JUDGE X Um, I think overall the, the, the, the social workers I’ve dealt with did their job and did a pretty good job in engaging fathers. Uh, I’m not sure how, you know, procedurally, how they go about their searches in whether they’re thorough enough. I will tell you this though; I have noticed that some dads, well, a lot of the social workers in our county are females. I think the overwhelming majority. Um, and sometime there is a tension between the social worker and the dad. I’ve seen that happen a lot. And the dad feels like the kids have been taken away, and he’s been disrespected, and the social worker maybe has not started services as quickly as they should have or whatever. Um, but the best social workers are the ones who are willing to engage the dad and deal with them straight up. And, um, I will tell fathers at review hearings that, you know, if you want to be a player, if you want your kids back, you’re gonna need to cooperate with this social worker. Um, and I’ve told them on many occasions that this is the social worker who’s able to reunite kids with their families. So you want to work with this one. Um, so it takes some cajoling on both sides to get them to start to work collaboratively toward this goal of reunification. But there is a tension there, which is really hard to break.
DR. H I agree with that. Um (Judge X interrupts: “There’s some tension.”), but I think that dads should be given the same message (Judge X interrupts: “Oh, yeah.”) that moms are given (Judge X interrupts: “Now, I agree.”); they should be given the same message and the same services.
JUDGE X In the same … and I had another one. You know, I had, I had a guy who was across the mountain, and he, I could tell he really loved his son, and his wife really had the problems. But he just had not been the most stable person and hadn’t, um, been in the kid’s life as much as the mom had before she just blew off on drugs and her mental health issues. Um, and this guy would come across from eastern Washington every other weekend and the visits were regular; he was always on time, and was really dedicated. And we worked out an arrangement, um, that just involved him, and helped him move ahead and, um, corrected deficiencies that he had and that turned out to be just another really, I think, real big success. The child did well and had a great relationship with his father; mother hasn’t been seen.
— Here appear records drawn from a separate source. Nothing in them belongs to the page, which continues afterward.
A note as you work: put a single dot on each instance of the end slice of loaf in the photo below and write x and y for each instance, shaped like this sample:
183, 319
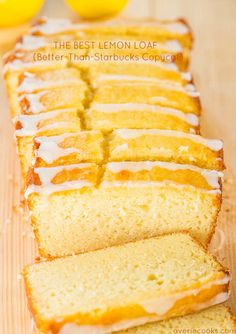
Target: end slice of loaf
120, 287
45, 124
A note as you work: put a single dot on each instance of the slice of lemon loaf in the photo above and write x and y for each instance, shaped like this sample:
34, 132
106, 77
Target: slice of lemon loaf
163, 95
17, 63
69, 148
110, 116
48, 124
82, 207
69, 96
216, 319
128, 145
125, 286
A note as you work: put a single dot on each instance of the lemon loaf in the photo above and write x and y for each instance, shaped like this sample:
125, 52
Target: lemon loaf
69, 96
128, 145
67, 148
125, 286
110, 116
35, 82
82, 207
161, 94
48, 124
216, 319
135, 145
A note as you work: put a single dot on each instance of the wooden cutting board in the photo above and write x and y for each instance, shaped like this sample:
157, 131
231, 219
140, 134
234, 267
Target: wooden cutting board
214, 70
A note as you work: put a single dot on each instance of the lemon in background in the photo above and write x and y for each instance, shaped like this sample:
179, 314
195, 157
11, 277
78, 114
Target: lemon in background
92, 9
13, 12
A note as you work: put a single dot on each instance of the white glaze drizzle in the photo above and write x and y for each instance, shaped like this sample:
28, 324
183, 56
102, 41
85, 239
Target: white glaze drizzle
120, 107
34, 101
211, 176
49, 149
30, 43
47, 174
30, 122
169, 85
31, 83
213, 144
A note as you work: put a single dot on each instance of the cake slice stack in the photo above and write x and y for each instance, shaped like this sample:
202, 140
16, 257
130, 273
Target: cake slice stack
115, 167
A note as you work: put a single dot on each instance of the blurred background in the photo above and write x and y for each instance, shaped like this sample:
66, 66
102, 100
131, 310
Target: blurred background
213, 67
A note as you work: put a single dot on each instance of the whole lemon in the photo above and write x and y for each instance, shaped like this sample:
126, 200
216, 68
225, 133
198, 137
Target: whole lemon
13, 12
92, 9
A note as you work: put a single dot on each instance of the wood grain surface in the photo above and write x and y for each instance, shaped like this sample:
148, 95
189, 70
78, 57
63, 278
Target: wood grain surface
213, 67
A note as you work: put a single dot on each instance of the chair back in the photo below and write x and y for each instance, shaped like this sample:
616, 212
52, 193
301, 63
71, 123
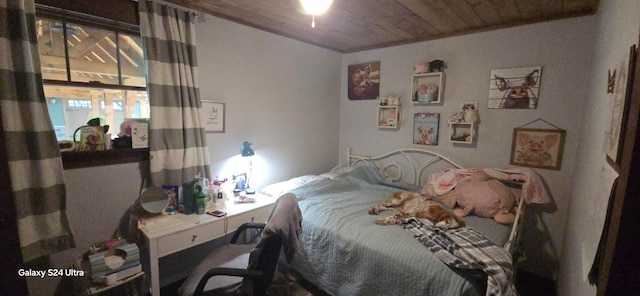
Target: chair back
266, 263
264, 257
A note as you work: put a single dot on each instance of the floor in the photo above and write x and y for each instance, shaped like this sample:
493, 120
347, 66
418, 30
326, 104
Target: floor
527, 285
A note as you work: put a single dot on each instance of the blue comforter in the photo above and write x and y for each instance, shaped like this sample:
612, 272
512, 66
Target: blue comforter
344, 252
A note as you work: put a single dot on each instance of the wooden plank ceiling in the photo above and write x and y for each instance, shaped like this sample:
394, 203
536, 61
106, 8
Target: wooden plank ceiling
356, 25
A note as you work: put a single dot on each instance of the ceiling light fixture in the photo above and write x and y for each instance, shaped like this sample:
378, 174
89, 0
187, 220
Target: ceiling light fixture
315, 7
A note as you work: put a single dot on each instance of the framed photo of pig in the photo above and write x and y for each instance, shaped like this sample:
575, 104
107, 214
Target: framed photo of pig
538, 148
363, 81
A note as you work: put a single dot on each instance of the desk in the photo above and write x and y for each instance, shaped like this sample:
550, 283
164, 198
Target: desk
165, 235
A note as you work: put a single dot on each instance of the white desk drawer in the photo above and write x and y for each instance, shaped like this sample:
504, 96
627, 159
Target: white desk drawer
189, 238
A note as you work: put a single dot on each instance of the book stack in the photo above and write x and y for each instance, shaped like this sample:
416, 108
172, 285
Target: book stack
116, 264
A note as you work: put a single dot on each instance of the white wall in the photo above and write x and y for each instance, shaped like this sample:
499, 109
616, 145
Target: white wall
282, 95
562, 48
617, 28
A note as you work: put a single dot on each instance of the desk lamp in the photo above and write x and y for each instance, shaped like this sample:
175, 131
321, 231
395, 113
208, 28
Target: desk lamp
248, 152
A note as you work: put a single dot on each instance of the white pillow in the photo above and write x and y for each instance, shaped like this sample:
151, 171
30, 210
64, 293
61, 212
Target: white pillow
305, 179
334, 173
277, 189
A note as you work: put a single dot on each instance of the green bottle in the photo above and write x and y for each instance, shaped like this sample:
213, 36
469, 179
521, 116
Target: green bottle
200, 201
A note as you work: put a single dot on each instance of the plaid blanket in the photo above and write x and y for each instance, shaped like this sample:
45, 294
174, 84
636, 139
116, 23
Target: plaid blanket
466, 248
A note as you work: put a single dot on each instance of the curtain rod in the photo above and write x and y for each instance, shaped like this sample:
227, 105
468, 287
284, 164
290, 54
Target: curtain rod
198, 15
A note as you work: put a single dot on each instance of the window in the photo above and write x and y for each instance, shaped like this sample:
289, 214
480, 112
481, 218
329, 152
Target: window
90, 71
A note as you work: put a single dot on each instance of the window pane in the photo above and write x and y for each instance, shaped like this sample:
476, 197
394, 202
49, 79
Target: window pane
72, 107
132, 60
51, 47
92, 54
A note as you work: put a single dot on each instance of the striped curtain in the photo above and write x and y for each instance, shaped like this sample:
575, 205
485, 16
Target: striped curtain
35, 165
177, 142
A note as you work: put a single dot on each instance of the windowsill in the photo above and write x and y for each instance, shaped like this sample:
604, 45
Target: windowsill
74, 160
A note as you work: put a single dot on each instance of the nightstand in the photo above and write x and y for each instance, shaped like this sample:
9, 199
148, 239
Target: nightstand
166, 235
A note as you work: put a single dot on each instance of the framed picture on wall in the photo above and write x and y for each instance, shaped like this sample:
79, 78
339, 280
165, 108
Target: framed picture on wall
621, 88
425, 128
212, 116
538, 148
515, 88
363, 81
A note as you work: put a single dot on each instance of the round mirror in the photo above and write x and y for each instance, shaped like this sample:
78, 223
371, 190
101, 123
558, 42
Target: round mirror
154, 199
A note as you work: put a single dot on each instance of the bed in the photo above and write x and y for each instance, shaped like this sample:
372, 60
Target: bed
343, 252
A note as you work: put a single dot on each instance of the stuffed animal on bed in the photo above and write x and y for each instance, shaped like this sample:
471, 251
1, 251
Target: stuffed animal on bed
482, 196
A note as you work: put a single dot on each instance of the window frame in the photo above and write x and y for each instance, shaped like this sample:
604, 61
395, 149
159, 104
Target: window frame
74, 159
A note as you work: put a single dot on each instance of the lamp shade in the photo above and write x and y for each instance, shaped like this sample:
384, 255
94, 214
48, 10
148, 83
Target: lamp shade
316, 7
246, 149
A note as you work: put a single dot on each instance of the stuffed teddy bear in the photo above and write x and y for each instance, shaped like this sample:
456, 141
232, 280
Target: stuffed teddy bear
480, 195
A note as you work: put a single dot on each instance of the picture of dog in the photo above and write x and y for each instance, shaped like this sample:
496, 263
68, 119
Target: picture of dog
409, 204
364, 82
535, 149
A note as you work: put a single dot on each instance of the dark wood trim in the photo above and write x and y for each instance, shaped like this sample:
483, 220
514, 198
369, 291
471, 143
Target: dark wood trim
91, 84
120, 11
75, 160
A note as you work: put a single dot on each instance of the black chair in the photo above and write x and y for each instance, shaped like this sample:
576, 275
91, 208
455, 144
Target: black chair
248, 269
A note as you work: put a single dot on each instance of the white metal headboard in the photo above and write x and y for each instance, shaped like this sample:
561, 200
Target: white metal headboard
412, 165
409, 165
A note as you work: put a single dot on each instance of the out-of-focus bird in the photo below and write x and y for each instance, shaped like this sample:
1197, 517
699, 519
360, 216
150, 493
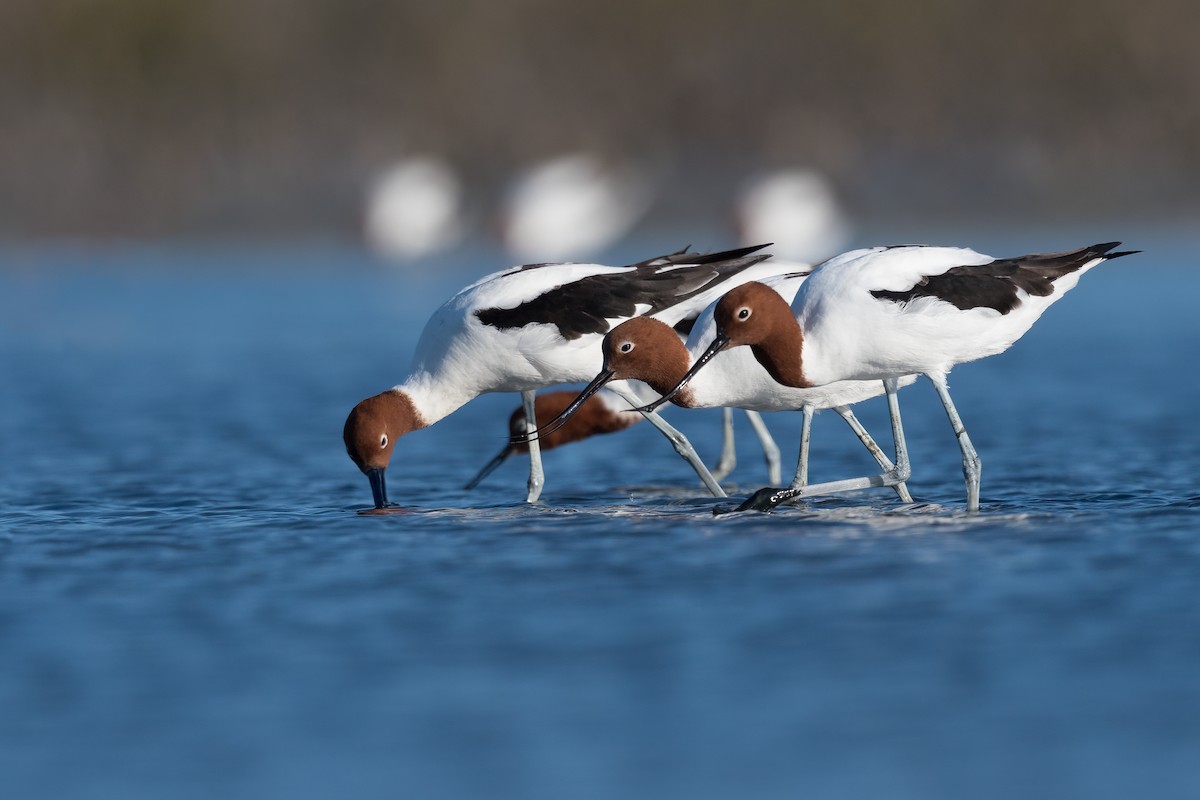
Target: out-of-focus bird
571, 208
795, 209
414, 208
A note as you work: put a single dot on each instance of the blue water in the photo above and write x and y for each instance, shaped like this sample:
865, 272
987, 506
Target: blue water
190, 606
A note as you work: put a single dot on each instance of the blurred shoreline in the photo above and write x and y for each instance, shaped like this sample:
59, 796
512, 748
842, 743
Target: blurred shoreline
268, 119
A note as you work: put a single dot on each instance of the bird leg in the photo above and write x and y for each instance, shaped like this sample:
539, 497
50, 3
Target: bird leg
678, 441
972, 465
729, 458
537, 476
Um, but I imagined that this young child is a lot more emotionally stable knowing that he has this good relationship (Dr. H interrupts: “Right.”) with his father. It makes all the (Dr. H interrupts: “It does make a difference.”) difference in the world. Yeah, yeah, so, um, that’s a tough one but yeah.
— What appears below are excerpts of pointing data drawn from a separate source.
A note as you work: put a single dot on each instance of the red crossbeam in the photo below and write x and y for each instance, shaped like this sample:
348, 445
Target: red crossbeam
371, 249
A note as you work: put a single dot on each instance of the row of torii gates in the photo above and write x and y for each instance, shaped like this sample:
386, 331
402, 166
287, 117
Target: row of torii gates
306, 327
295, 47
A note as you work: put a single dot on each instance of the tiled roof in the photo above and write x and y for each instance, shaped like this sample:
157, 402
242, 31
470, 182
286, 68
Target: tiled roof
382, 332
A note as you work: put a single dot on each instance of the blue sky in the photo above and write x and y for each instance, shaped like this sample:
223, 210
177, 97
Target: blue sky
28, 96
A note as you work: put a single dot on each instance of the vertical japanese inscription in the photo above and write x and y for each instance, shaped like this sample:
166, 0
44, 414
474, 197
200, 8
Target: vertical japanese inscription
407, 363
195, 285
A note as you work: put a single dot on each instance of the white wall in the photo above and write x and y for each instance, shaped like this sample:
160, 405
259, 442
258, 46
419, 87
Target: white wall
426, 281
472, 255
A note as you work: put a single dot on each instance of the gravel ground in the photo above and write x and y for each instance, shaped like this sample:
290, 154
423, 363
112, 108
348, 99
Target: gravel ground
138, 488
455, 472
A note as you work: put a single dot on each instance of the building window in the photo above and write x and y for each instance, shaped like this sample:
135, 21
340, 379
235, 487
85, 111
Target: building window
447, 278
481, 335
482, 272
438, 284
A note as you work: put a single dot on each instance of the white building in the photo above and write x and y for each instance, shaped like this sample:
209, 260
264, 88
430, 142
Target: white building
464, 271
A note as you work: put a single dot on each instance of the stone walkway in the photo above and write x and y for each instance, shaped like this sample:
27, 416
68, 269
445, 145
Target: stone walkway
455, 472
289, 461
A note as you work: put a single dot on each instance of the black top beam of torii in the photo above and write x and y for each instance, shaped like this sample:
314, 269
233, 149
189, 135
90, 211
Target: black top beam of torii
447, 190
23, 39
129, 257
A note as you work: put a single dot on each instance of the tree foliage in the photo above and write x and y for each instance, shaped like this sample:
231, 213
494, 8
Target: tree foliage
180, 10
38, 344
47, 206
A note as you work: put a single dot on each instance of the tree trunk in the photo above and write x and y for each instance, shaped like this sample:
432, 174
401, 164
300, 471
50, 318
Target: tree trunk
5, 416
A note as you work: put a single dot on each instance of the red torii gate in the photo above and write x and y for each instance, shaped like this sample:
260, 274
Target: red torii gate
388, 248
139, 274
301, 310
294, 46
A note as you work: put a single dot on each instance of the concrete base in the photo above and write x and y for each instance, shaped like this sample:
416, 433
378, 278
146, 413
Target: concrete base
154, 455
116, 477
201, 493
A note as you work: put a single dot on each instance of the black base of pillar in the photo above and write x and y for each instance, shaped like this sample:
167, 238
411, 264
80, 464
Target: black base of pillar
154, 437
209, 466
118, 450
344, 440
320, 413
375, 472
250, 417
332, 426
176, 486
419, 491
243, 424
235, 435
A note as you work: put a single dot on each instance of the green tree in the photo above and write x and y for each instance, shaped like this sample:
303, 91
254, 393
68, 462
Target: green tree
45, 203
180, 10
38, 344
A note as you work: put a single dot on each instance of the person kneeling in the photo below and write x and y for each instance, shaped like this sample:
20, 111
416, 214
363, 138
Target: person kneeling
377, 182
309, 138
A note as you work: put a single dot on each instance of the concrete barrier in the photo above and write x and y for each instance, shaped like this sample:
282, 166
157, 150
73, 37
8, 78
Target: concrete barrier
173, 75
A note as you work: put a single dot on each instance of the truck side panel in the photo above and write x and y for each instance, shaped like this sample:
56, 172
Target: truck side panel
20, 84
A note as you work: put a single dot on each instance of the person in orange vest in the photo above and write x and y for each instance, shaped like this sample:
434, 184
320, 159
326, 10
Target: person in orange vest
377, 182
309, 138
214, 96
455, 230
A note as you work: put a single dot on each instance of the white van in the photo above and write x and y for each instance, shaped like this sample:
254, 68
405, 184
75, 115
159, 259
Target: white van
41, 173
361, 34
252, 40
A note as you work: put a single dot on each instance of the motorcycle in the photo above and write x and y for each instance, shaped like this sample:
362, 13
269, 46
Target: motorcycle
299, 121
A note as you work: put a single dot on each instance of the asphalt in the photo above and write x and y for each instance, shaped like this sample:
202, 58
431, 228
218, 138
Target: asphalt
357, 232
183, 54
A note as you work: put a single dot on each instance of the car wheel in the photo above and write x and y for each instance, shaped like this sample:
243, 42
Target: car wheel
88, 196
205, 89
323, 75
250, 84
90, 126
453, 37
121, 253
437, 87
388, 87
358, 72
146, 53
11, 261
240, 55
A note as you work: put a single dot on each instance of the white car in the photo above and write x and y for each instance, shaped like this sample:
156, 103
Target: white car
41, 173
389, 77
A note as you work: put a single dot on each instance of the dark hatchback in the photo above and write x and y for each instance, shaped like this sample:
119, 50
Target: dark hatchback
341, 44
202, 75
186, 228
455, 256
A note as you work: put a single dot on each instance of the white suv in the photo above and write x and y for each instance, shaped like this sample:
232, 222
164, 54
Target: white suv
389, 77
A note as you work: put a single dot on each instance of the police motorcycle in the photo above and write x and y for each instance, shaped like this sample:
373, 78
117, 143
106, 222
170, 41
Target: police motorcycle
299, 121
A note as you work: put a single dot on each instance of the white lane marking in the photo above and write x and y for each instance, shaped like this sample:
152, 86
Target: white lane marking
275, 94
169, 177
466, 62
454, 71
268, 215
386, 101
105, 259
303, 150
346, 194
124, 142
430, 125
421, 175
DR. H I’m wondering have you noticed in your work any service disparities when it comes to relatives or families of color.
JUDGE X Um (long pause), there are some services disparities throughout the system which makes it, I think, at times more difficult for some low-income people and minority people. Um (pause), and let me see what would be the best example I could give. Um, well one example that is a different sort of example is the following: here, if you are a gang member you can get in drug court. Um, and the Tacoma Police Department and the Lakewood Police Department have lists of supposed gang members and their affiliates. The problem is those lists only deal with Crips and Bloods. So if you’re a Hell’s Angel, if you’re part of the Gambino Organized Crime Family, if you’re really a gang member, you can get in drug court. But if you’re a minority, a young parent who use to be involved or whose girlfriend or boyfriend or family member was involved with a gang you can’t get in drug court. So that’s an example of a disparity that’s based on supposedly a facially neutral policy that has a desperate impact on minority people.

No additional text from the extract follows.